Subtitle: "Reflections on the importance of technological independence for individual states, individual organizations and, why not, individual people".
These reflections stem from Anthropic's recent announcement that it is making the Fable 5 model unavailable. The news strikes me both in its substance and in the way this ban came about. It is no surprise that Anthropic's latest models are considered “dangerous”. Much has been said about this, and it is the reason we moved from Mythos to Fable. The existence of these concerns is probably justifiable, and being cautious is probably a reasonable stance. There are security aspects (cybersecurity in particular) that must be managed, and perhaps it is even understandable and acceptable that a company should protect itself by making sure that its “own” software cannot be used to improve products that might be competitors. These are topics one can discuss and debate. But what troubles me — without turning this into a political argument — is something else: it is the way in which, if the reconstruction of the facts is correct, the "ban" came about. Institutional motivations that override any technical reasoning. The bottom line, as I see it, is this: the United States decrees that citizens of other nations may not use those Anthropic products.
Those models were trained on "everyone's" data; the theory behind them is "everyone's" heritage, the fruit of the work of many people, of many countries.
It is certainly true that the US — and in particular the companies operating there — have enjoyed access to vast computing power, low-cost energy and abundant capital, and they have made the most of this advantage; in that sense I believe nothing illegitimate has been done. I hope that American companies, and those across the rest of the world, will keep making progress and achieve ever more astonishing results.
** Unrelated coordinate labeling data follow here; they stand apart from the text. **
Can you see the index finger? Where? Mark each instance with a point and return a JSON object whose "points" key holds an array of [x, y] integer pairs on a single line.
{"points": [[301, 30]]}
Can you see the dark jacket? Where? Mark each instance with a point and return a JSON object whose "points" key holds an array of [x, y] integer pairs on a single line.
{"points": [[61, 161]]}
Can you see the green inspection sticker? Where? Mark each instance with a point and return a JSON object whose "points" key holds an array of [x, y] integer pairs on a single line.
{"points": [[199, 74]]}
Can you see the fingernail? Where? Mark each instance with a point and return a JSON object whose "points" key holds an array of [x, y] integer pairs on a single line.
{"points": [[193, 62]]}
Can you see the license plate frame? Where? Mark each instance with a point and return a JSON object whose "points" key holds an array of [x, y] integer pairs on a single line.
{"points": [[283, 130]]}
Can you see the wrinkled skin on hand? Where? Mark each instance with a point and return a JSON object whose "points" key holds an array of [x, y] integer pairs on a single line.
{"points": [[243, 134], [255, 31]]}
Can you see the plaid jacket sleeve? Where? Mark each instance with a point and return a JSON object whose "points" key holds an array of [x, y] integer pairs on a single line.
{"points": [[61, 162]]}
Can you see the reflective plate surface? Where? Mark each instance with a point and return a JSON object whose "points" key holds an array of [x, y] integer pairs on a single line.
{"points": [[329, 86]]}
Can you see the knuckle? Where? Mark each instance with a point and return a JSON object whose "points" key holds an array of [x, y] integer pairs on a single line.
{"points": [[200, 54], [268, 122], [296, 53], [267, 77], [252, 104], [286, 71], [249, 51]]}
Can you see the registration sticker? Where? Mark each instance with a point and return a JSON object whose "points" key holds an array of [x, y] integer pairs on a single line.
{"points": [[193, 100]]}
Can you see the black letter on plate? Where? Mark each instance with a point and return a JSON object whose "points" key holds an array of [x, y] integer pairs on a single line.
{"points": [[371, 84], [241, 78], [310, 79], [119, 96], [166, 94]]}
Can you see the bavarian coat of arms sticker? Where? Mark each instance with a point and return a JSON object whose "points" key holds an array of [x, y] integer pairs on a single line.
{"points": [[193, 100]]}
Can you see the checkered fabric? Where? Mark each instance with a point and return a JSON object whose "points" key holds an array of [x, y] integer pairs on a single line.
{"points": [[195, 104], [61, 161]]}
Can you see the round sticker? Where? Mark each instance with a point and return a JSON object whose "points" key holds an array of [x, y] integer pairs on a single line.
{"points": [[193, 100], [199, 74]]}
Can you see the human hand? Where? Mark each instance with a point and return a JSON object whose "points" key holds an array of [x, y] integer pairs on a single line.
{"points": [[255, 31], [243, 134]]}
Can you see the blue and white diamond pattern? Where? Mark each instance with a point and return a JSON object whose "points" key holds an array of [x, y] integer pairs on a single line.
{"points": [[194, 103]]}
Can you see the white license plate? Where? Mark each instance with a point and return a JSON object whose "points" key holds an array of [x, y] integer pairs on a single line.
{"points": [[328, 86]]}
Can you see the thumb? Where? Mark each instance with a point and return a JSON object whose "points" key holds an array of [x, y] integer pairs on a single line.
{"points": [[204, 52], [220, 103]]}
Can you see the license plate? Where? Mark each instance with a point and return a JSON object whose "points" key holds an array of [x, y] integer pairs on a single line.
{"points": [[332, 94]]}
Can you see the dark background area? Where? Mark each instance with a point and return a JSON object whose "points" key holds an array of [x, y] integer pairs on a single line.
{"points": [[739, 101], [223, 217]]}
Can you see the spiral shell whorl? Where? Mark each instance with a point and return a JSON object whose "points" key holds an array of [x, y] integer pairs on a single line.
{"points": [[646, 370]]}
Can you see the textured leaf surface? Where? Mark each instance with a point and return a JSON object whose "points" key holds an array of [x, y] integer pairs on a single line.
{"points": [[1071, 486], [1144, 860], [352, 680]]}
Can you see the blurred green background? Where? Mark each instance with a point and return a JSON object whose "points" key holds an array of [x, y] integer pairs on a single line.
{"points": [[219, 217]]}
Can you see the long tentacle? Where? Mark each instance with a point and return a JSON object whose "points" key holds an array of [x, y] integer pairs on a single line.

And yet I reflect on the access restrictions that have been imposed, because security and prudence are matters that concern everyone and should never become a tool (or an alibi) for creating inequality of opportunity. I hope these events shake us up a little, here in Europe in particular. I hope we reflect, and that — while we will in any case try to close the gap in computing power and access to low-cost energy — we put more and more resources into designing and developing models, into designing and developing fine-tuning, into local inference with open-weight LLMs, and that we prefer (where possible) open-source solutions, and so on.
With a thought also for data in the cloud, we must think hard and dwell on the importance of technological independence — for individual states, for individual organizations, and for individual people...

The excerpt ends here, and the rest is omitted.